Un choque menor, el robo de un automóvil o una emergencia en carretera pueden representar gastos de miles de dólares para cualquier conductor. Contratar un seguro vehicular en 2026 se ha convertido en una decisión clave frente al aumento de los costos de reparación, repuestos y atención médica dentro del mercado automotor.
La Organización Mundial de la Salud (OMS) sostiene que los siniestros viales representan pérdidas cercanas al 3 % del PIB en numerosos países. Ese impacto económico alcanza a conductores, sistemas de salud, aseguradoras y servicios de emergencia por igual.
El costo de los accidentes de tránsito sigue creciendo
La Administración Nacional de Seguridad del Tráfico en las Carreteras de Estados Unidos —conocida como NHTSA, por sus siglas en inglés— calculó que los accidentes viales generaron pérdidas económicas por USD 340 mil millones en un año. La cifra abarca daños materiales, atención hospitalaria, procesos judiciales y pérdida de productividad laboral.
Además, la Federal Highway Administration (FHWA) advierte que estos siniestros producen costos indirectos adicionales. Entre ellos se encuentran la congestión vehicular, los operativos de emergencia y la prolongada atención médica de los involucrados.

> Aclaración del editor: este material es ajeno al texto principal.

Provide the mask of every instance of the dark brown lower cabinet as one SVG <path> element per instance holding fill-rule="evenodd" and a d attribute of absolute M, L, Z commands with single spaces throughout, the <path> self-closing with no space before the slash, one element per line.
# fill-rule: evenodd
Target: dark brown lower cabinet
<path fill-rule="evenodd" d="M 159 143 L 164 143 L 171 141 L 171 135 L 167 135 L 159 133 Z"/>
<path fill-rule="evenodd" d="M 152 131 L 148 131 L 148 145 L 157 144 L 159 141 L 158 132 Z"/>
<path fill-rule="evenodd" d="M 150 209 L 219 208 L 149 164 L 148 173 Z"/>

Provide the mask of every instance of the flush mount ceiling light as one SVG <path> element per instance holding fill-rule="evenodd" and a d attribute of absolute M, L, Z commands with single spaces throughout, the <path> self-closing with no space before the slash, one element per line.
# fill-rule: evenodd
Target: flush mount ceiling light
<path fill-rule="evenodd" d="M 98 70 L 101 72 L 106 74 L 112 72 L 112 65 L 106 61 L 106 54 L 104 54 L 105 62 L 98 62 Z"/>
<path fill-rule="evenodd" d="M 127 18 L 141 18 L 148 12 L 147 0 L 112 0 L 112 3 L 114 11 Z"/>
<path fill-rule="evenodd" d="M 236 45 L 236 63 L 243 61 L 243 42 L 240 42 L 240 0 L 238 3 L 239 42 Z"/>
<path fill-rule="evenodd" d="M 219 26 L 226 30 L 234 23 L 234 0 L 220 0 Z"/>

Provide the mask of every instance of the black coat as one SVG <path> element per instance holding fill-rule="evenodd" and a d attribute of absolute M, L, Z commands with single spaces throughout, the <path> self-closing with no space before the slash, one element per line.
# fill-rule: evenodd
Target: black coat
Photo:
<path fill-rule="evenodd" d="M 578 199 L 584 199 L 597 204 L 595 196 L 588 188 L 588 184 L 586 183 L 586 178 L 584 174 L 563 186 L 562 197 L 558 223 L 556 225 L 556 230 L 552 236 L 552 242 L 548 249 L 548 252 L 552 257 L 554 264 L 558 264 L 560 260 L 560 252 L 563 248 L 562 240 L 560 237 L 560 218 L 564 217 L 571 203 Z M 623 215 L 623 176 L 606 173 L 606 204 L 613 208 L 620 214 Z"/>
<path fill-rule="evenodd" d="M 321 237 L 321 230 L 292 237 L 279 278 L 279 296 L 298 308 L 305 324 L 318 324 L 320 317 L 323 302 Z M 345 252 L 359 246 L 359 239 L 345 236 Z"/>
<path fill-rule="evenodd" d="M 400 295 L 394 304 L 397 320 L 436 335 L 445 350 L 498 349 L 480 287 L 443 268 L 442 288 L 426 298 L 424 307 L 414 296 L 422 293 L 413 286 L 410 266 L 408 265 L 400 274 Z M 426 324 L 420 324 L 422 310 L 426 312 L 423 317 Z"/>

Por qué contratar un seguro vehicular en 2026 es más urgente que antes
Los talleres especializados trabajan hoy con tecnología más compleja que hace una década. Cámaras de reversa, radares, sensores de asistencia avanzada al conductor (ADAS) y módulos de seguridad requieren diagnóstico computarizado y repuestos importados. Por ende, los costos de reparación se han elevado de forma significativa.
Ese escenario también ha transformado el sector asegurador. Muchas pólizas incorporan actualmente asistencia en carretera, cobertura por robo, vehículo sustituto y protección frente a eventos naturales. Sin embargo, una parte importante de los conductores en la región aún no cuenta con este respaldo.
América Latina enfrenta mayor presión en seguridad vial
El Banco Interamericano de Desarrollo (BID) ha señalado que el crecimiento del parque automotor en América Latina avanza más rápido que la infraestructura vial y las políticas de prevención. En varios países de la región, un accidente puede afectar directamente la estabilidad financiera de una familia.
Asimismo, cuando no existe respaldo para cubrir reparaciones, atención médica o la pérdida total del vehículo, las consecuencias económicas pueden ser devastadoras. La ausencia de protección financiera expone una realidad concreta del sector automotor latinoamericano.
La protección financiera frente a imprevistos viales
Los costos de reparación y reposición continúan aumentando. En ese contexto, un incidente vial puede convertirse rápidamente en una carga difícil de sostener para cualquier familia. Por tanto, contratar un seguro vehicular en 2026 no es un gasto adicional, sino una herramienta de protección financiera ante lo imprevisto.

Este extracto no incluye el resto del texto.